Wednesday, February 22, 2017

Tips From This Spoonie: Stress

This shaky photo of boats on the water reminds me of brain synapses straining to connect during stress

Beyond a doubt, the most severe threat to this spoonie's health, both long- and short-term, is stress.  While I work hard to stay healthy and have been fortunate, I could be at the top of my game, only to have it all undone in one stressful moment.  A shock to the system will typically send a literal electric shock sensation through my body and I can actually feel the damage in my brain.  A bad shock will send me to bed for a day or two, as cognition becomes foggy and exhaustion prevails.  It's as if a life force has been sapped.  Unfortunately, life is stressful by nature and avoiding stress altogether is unrealistic. While spoonies can't avoid all stress, there are things we can do to mitigate and minimize the smaller stressful moments we may otherwise endure.  Here are a few things I do to take care of myself.

1.  I only make right turns in traffic.  People may think I'm being ridiculous, but timing a left turn across two directions of traffic is extremely stressful for me.  I think the reason for this is that, with my worsening vision, I no longer have confidence in my depth perception.  Better safe than sorry, and better calm than compromised.  Incidentally, while I may be going "around my elbow to get to my thumb", I understand that navigation software has actually been developed for delivery trucks that prioritizes right turns in routing.  In many cases, especially in heavy traffic, the right-turn route is faster.  Also, the delivery companies get a break on insurance with this navigation system since there are fewer accidents with mostly right turns in the route.

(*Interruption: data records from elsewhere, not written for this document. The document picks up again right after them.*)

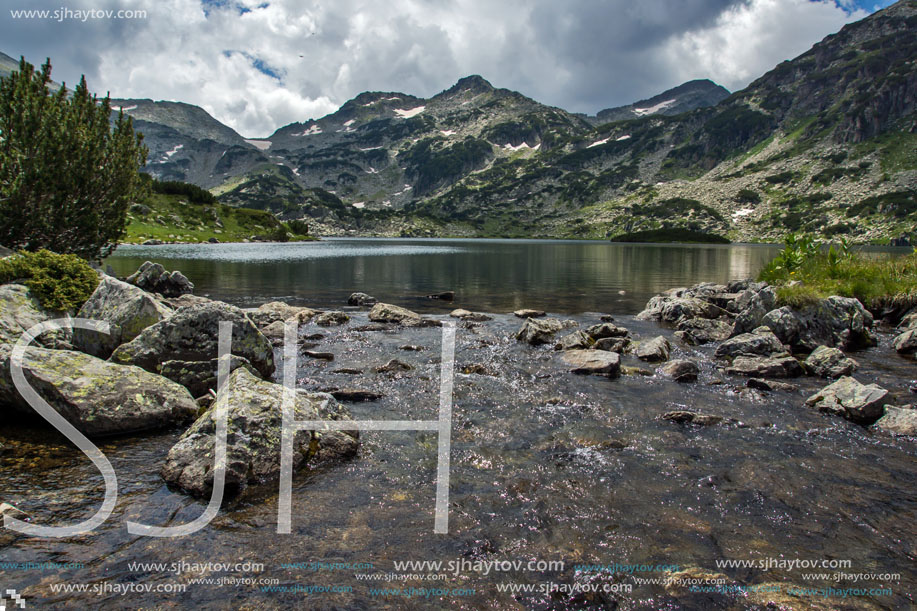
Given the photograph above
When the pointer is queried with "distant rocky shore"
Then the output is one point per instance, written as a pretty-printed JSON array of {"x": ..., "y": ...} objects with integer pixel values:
[{"x": 157, "y": 367}]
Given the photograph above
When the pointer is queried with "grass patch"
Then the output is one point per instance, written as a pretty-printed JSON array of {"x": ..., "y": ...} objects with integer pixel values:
[
  {"x": 61, "y": 283},
  {"x": 816, "y": 274},
  {"x": 671, "y": 235}
]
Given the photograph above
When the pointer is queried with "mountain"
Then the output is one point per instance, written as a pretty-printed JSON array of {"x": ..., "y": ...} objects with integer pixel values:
[
  {"x": 685, "y": 97},
  {"x": 825, "y": 142}
]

2.  I "practice" an unfamiliar route the day before.  Knowing where I'm going is very important for eliminating stress.  If I'm not on a schedule, and can choose a time to find the location when there is less traffic, it'll be easier for me the next day.  The necessity of changing lanes in thick traffic at the last minute is terribly stressful.  I memorize exactly which lane I'll need and get into it well in advance.

3.  I avoid driving after dark.  It's just too hard to see.

4.  I aim to leave 15 minutes before I have to.  I'm otherwise notoriously late, since there's always something unforeseen to tend as I'm walking out the door. Even with this 15 minute cushion, I still usually get there only 5 minutes early.

5.  I try to limit errands to two locations per day.  More than that, and I run out of steam.

6.  I try to take notes and keep records on paper -- filed.  This sounds old school, but online banking is as cyber-savvy as I get.  I've found my bank's website to be useful, easily searchable and dependable, but I've had trouble managing separate accounts which only online-bill.  Since each account has a different system, it's hard for me to keep track.  My memory is unreliable, so I need a paper trail for most things.

7. I limit brain-intensive tasks to the morning, when I'm most likely to succeed.  There's no point in persisting after my head has run out of steam.  I'll just suffer, then have to check back later and redo it anyway.

8.  I go to bed when I want to.  I used to feel guilty, but my family gets it now.

9.  I try to be firm with boundaries.  Full disclosure, I'm terrible at this, but I'm working on getting better.  As an empathetic mom and wife, my default mode is to put everyone else's needs first, especially if there's a crisis of any kind.  Discussing boundaries with loved ones when it's not the "heat of the moment" may be a good strategy.  The best thing I can do sometimes is to remove myself from the equation.  This one's a work in progress.

10. Recharging is important.  Taking some time each day to be alone is great for clearing an addled mind, and creativity of any kind is food for the soul.  Nature is wonderful for maintaining perspective.

11. Meditation is excellent for minimizing stress, but it's difficult to do if we're already in the throes of it.  Maintaining a regular practice really does make it easier and more effective.  For the times when quieting the mind is a lost cause, swaroopa yoga is wonderful.  This type of yoga is really a guided meditation, tapping into mind, body and spirit.  I can't say enough good things about it.  There's no more effective reboot.

12. Remember humor.  When we face a stressful situation, it's sometimes hard to think of anything else.  The evolutionary cause of this mindset is likely to find a solution i.e. finding a way to evade the jaws of a saber-toothed tiger.  But our modern stress is often about things that cannot be readily solved.  When all we can do is wait, it's best to step out of a circular thinking pattern.  A belly laugh is amazingly good at snapping us out of a stressful moment.  "Drunk History" is a show that delivers to spectacular effect and is a great way to spend half an hour.  Youtube videos or satire in the form of literature, shows or movies can also do the trick.  The point is to distract ourselves until the worst of the moment has passed.

As I find more stress-busting suggestions for spoonies, I'll share them going forward.